Such national projects are the easy part, Ms. Moremi says. Ensuring household security means increasing purchasing power and convincing farmers to grow where crops have rarely survived.
``Farmers are rational people,'' says Ms. Moremi. ``They know that corn is very problematic.''
Yet the people of Botswana are not easily discouraged. The country is recovering from six straight years of drought (from 1981 to 1987). An internationally recognized government response and a determined citizenry helped to prevent a human catastrophe. Although rural incomes plunged, malnutrition did not dramatically increase.

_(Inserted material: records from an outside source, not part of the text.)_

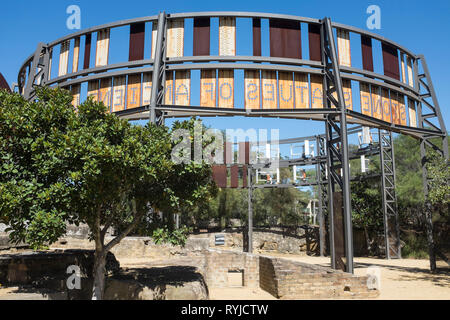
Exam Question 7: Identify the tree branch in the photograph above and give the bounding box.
[105,200,143,251]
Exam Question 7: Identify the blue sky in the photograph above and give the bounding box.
[0,0,450,143]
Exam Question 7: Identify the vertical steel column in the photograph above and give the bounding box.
[321,18,353,273]
[149,12,166,124]
[378,129,401,259]
[414,55,449,271]
[247,165,253,253]
[19,42,50,100]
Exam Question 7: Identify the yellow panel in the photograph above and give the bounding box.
[278,72,294,109]
[164,72,173,105]
[219,17,236,56]
[372,86,383,120]
[408,98,417,128]
[381,89,391,122]
[217,70,234,108]
[400,52,407,83]
[142,72,152,105]
[406,57,414,87]
[72,38,80,72]
[244,70,261,109]
[337,29,352,67]
[98,78,112,110]
[311,74,323,108]
[87,80,98,101]
[113,76,127,112]
[261,70,278,109]
[342,80,353,110]
[200,70,217,107]
[127,74,141,109]
[359,82,372,117]
[70,84,81,108]
[167,19,184,58]
[294,73,309,109]
[398,94,406,126]
[152,21,158,59]
[95,29,109,67]
[174,71,191,106]
[48,49,53,81]
[58,40,70,76]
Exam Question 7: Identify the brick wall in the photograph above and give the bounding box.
[259,256,379,300]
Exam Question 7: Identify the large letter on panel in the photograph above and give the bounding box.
[200,70,216,107]
[244,70,261,109]
[261,70,278,109]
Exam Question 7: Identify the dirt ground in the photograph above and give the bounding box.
[210,253,450,300]
[0,252,450,300]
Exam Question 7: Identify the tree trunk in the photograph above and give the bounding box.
[425,201,436,272]
[92,249,107,300]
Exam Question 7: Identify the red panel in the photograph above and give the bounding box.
[83,33,92,69]
[242,166,248,188]
[239,142,250,164]
[128,22,145,61]
[231,165,239,188]
[361,35,373,72]
[269,19,302,59]
[253,18,261,57]
[223,142,234,164]
[0,73,11,92]
[381,42,400,80]
[308,24,322,61]
[193,18,211,56]
[212,165,227,188]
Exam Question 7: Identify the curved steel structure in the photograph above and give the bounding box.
[18,12,448,272]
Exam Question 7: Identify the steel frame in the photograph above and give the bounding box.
[414,55,449,271]
[378,130,402,259]
[18,12,448,272]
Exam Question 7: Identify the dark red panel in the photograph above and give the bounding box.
[242,166,248,188]
[212,165,227,188]
[193,18,211,56]
[83,33,92,69]
[128,22,145,61]
[269,19,302,59]
[253,18,261,57]
[231,165,239,188]
[381,42,400,80]
[308,24,322,61]
[223,142,234,164]
[361,35,373,72]
[0,73,11,92]
[239,142,250,164]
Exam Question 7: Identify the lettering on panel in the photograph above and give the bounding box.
[294,73,309,109]
[261,70,278,109]
[174,70,191,106]
[127,74,141,109]
[278,72,294,109]
[113,76,127,112]
[311,74,323,109]
[217,70,234,108]
[200,70,217,107]
[244,70,261,109]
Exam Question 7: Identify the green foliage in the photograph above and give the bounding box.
[0,88,215,250]
[152,226,192,246]
[426,151,450,208]
[351,176,383,233]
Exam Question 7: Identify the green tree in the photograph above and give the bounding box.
[0,88,215,299]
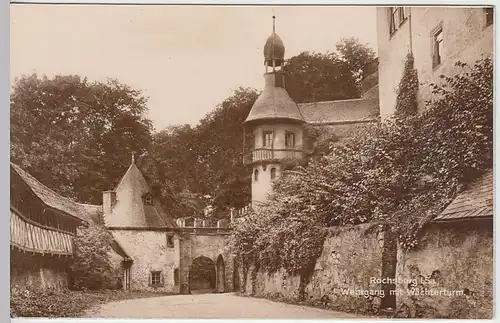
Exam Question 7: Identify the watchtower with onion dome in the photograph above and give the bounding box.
[243,16,305,208]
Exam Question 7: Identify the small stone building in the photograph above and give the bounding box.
[103,159,233,294]
[396,170,494,319]
[103,162,179,292]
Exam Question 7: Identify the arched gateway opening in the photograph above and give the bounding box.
[217,255,226,293]
[189,256,216,294]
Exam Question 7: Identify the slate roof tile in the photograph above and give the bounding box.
[434,170,493,221]
[10,163,98,222]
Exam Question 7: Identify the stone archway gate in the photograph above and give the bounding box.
[179,227,234,294]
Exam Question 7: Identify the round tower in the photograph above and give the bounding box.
[243,16,305,207]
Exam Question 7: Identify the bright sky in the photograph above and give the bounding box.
[10,5,377,130]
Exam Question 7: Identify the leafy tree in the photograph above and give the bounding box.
[147,88,258,217]
[70,222,121,290]
[284,37,375,103]
[10,74,152,204]
[284,52,359,103]
[335,37,375,86]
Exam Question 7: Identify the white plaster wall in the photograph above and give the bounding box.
[111,230,179,292]
[377,7,493,118]
[252,163,281,207]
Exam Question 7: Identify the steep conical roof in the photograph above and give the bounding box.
[244,73,305,123]
[105,160,177,228]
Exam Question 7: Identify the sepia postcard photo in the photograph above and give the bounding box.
[9,3,496,320]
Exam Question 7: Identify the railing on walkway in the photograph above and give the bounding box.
[243,148,305,165]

``Immediately after the drought broke, people went back to their plowing,'' says Moremi. ``There was a marked reduction in the number of beneficiaries of the direct feeding program. With agricultural inputs supplied by the government, the people are back working the lands.''
Although the government's ambitious plans to develop rural areas were interrupted by the drought, several agricultural experiments are already showing success and women are the key.
``Once they were motivated, there was nothing that could stop them,'' boasts UN expert Laketch Dirasse about the disadvantaged women who took part in an experimental training program. ``Given the opportunity, you wouldn't believe what these women will do.''
Twenty-eight women participated in a holistic, three-month course that included classes in literacy, motivation, group dynamics, and vegetable gardening. Now one can find them every day working on a government-donated plot here in the center of Gaborone, the capital city, weeding, watering, and selling a surplus of grains and vegetables. Families which before only ate sorghum, corn, and cabbage are consuming a variety of fruits and greens. Women who a year ago couldn't read are now managing their cooperative's bookkeeping.

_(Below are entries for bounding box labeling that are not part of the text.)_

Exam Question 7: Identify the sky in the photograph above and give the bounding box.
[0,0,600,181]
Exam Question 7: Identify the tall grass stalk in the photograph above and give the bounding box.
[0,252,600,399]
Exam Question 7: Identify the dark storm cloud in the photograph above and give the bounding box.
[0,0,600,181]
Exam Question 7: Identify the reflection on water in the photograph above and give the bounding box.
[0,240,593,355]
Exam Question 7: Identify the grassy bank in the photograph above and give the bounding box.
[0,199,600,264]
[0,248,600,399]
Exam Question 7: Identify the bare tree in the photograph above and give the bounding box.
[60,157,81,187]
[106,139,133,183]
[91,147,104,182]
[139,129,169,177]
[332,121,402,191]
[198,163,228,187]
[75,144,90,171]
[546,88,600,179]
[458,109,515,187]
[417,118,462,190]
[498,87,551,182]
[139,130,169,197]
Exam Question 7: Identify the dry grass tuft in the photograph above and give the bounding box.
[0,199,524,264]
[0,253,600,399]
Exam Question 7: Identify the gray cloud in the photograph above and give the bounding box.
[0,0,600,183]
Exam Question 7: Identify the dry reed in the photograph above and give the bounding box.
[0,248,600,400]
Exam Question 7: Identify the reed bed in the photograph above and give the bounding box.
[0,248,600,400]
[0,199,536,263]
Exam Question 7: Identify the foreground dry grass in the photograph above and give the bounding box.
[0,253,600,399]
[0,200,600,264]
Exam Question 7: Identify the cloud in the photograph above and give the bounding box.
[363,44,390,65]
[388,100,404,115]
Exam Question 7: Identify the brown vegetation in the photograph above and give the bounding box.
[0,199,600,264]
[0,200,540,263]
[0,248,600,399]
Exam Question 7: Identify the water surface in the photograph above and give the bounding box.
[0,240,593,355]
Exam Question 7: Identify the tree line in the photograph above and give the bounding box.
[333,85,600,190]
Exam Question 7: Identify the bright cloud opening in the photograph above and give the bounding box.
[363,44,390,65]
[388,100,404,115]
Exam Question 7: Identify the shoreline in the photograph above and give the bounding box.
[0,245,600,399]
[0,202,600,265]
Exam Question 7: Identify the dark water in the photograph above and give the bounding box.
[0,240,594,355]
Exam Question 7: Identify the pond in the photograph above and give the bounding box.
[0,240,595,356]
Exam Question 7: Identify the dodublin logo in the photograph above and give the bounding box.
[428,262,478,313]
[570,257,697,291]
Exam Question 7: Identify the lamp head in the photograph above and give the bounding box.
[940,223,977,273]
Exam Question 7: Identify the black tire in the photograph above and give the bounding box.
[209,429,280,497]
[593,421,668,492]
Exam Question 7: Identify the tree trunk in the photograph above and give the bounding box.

``Before I didn't have a job. My mother had to help me with the money she made brewing and selling beer,'' recounts Naselele Pheleme, the mother of seven children. ``Now I am independent.''
Similar comments can be heard in Kanye, a town 60 miles southwest of Gaborone, where 56 families (90 percent headed by women) are building a community from scratch. ``In five years we want the donors to see our homesteads, bakeries, poultry projects, and crops,'' said one woman, referring to the ``productive homesteads'' that each will build, and which include a house and income-earning activities.
The productive homestead is a strategy proposed by Swedish horticulturalist and longtime Botswana resident Gus Nilsson (for a profile of Mr. Nilsson, see the People section, Aug. 4, Page 14). Using his water-saving technique of planting in concrete benches filled with river sand, the UNDP and the Botswana government have funded several successful experiments with small groups such as those in Gaborone and Kanye. What holds the government back from a full endorsement is the cost of bringing irrigation to the plots.
BOTSWANA is off to a good start in its quest for national food security. The country is self-sufficient in beef and, due to good rains the last two years, it has stored reserves. But the remainder of the country's demand for food is still met by imports. Supermarkets are full of breakfast cereals, fruit juices, milk, and corn with labels that say in both Afrikaans and English: Made in South Africa.
Although Botswana and South Africa are both members of the Southern African Customs Union and have been reliable trading partners since before Botswana's independence in 1966, the two face off in the political arena: Botswana President Quett Masire publicly assails South Africa's apartheid regime and South African Foreign Minister Roloef (Pik) Botha accuses Masire of allowing the African National Congress guerrillas to operate from Botswana territory.
``We are aware that our region is not stable and we depend on South Africa for 75 percent of our imports, most of it food, and that any disruption would have severe consequences,'' says Moremi. She acknowledges that there have been no indications that a trade cutoff is in the offing, but the 1985 South African embargo of Lesotho, a tiny country surrounded by South Africa, still haunts Botswana's citizens.
Twenty-five percent of Botswana's children are malnourished, according to Moremi. Although the market is providing food to those who can buy it, many families lack the ability to acquire enough food in the market or by growing it. But as long as the government focuses on households and women and they continue to demonstrate success, national and household security will eventually come to mean the same thing: that all are fed.